RT-PCR and real-time qPCR
Total RNA was extracted from tumors (five biological replicates) using TRIzol reagent (Thermo Fisher). Five-hundred nanograms RNA was used for reversed transcription using Superscript VILO (Thermo Fisher). Real-time qPCR was performed with TaqMan probes listed in Supplementary Table, using an Applied Biosystems 7300 detection system. Gene expression was normalized to Actb transcript.

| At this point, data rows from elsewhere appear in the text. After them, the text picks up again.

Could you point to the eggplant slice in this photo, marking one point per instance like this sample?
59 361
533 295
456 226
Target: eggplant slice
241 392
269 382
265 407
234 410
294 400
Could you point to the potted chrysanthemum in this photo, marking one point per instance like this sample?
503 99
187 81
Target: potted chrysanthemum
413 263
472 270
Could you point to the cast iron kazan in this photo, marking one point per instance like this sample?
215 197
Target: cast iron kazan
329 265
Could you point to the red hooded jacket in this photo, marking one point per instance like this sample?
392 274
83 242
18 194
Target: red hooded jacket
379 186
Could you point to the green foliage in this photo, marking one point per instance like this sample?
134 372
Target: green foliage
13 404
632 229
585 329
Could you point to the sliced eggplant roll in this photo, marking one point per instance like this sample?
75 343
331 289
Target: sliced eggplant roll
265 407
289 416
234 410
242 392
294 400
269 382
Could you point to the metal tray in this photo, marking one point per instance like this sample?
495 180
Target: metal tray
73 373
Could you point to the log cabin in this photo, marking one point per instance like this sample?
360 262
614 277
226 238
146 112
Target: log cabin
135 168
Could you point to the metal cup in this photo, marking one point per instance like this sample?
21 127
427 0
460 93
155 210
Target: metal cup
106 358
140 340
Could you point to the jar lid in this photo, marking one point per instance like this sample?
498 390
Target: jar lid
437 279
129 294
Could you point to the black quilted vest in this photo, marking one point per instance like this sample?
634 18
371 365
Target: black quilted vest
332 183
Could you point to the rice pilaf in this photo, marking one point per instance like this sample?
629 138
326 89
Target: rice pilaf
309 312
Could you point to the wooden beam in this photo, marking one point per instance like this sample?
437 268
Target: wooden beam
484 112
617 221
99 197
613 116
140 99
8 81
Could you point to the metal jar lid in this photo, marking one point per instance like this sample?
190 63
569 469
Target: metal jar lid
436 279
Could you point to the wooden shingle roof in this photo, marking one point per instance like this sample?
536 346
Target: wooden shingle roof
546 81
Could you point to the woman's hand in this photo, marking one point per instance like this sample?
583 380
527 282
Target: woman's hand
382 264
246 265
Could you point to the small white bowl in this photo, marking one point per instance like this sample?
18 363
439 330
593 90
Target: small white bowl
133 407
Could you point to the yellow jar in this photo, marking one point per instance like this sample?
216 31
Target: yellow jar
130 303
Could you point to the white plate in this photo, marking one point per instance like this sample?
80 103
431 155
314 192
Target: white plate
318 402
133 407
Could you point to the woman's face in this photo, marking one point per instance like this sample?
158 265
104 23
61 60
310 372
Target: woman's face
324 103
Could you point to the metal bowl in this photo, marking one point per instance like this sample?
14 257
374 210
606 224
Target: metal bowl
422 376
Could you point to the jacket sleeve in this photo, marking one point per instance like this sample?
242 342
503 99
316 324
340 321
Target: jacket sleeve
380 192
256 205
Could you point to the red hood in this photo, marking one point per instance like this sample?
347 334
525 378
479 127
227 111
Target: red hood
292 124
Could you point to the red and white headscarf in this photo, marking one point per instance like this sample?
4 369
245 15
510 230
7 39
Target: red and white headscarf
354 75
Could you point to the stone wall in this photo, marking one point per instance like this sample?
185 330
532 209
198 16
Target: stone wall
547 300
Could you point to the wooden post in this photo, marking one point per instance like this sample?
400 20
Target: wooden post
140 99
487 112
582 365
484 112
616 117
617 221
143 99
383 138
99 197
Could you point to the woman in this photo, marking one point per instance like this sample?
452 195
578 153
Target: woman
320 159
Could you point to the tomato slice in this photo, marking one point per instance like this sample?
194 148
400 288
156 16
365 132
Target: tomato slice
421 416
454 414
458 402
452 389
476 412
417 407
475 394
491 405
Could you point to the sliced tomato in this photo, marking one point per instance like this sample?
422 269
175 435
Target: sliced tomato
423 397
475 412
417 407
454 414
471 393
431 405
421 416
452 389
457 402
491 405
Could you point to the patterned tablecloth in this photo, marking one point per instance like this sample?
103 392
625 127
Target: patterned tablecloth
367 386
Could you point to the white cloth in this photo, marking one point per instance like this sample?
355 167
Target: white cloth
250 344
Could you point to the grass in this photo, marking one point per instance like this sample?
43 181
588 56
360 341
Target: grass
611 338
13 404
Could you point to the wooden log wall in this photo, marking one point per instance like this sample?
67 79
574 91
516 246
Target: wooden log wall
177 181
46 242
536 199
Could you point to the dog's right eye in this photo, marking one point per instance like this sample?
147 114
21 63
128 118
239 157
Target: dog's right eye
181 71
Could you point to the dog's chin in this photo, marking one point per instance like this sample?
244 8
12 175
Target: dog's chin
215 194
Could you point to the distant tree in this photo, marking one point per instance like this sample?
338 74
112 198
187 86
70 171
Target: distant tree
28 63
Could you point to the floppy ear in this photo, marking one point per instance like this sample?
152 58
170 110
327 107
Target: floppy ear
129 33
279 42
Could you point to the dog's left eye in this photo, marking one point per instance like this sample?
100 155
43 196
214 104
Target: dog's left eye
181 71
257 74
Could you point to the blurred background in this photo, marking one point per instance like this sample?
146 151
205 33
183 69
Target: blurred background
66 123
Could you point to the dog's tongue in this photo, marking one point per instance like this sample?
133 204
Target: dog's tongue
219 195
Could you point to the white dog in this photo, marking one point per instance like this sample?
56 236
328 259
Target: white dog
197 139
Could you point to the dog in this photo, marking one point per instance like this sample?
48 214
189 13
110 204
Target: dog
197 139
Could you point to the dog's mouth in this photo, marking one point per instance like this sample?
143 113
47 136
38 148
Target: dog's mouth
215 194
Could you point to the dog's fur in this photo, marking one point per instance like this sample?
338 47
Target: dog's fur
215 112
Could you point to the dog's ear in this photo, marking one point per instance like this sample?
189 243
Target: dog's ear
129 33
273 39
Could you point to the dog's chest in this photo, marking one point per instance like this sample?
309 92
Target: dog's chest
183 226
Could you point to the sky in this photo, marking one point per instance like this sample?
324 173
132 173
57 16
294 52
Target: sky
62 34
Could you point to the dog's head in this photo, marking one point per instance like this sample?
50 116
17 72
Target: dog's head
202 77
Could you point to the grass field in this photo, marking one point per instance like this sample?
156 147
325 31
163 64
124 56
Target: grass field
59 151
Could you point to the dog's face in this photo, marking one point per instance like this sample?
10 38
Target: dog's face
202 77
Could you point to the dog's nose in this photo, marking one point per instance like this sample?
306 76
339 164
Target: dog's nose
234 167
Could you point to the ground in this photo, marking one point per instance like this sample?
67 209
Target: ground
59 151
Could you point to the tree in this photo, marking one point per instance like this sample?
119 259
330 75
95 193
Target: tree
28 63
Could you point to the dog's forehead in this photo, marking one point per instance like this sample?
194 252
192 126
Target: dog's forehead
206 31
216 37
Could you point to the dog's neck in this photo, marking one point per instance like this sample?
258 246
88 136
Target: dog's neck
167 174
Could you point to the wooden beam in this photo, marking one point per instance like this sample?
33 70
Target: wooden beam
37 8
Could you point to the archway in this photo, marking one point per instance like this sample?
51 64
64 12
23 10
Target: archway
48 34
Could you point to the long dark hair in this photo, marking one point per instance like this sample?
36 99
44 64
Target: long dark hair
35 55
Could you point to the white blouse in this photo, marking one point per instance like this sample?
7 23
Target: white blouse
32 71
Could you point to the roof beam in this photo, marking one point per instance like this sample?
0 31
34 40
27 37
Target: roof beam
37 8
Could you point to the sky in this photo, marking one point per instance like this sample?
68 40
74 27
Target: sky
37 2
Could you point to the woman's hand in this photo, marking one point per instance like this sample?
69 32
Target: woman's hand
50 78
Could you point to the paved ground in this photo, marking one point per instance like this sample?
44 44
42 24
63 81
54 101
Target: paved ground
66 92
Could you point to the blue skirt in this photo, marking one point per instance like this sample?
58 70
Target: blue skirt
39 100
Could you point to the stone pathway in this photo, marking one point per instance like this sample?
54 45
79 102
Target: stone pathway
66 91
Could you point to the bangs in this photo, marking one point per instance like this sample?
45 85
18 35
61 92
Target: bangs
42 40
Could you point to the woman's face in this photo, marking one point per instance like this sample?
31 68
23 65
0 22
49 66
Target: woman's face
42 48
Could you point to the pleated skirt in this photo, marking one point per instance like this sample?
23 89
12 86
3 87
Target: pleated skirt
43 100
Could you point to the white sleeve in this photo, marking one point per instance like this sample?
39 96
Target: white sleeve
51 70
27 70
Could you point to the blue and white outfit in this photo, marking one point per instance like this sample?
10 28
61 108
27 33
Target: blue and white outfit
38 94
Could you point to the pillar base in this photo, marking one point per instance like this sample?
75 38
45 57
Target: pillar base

Tumors were snap-frozen in isopentane at −80°C, embedded in OCT (Sakura), and sectioned. Frozen 6-μm sections were fixed in 4% paraformaldehyde (Merck) or acetone (Sigma), blocked in 40% serum [20% goat serum (Serotec) and 20% horse serum (SVA, Sweden) or pig serum from Chemicon (Temacula)] and incubated with the following primary antibodies: monoclonal rat anti-mouse CD31 clones Mec 13.3 and 390 (BD Biosciences), monoclonal rat anti-mouse F4/80 (Serotec), polyclonal rabbit anti-mouse NG2 (Chemicon), mouse anti-α-smooth muscle actin (α-SMA) clone 1A4 FITC-conjugated (Sigma), and rat anti-Reticular Fibroblast Marker (RFM; Cederlane Laboratories). The following secondary antibodies were used: FITC-conjugated goat anti-rat IgG and Texas Red-conjugated goat anti-rabbit (Vector Laboratories). Exchange of primary and secondary antibodies for mouse or rabbit normal IgG or PBS was performed in all combinations necessary to establish the specificity of the observed staining. DAPI (4′,6-diamidino-2-phenylindole) from Sigma was used for nuclear staining. Images were retrieved with a Nikon Eclipse 90i microscope (Nikon Instruments). Image analysis and pixel quantification were performed with Photoshop (Adobe) and ImageJ (NIH, Bethesda, MD) software, respectively. The mean percentage of pixels per image was calculated from several images per investigated tumor. Colocalization data is presented as the percentage of CD31-positive pixels that colocalized with NG2, and vice versa.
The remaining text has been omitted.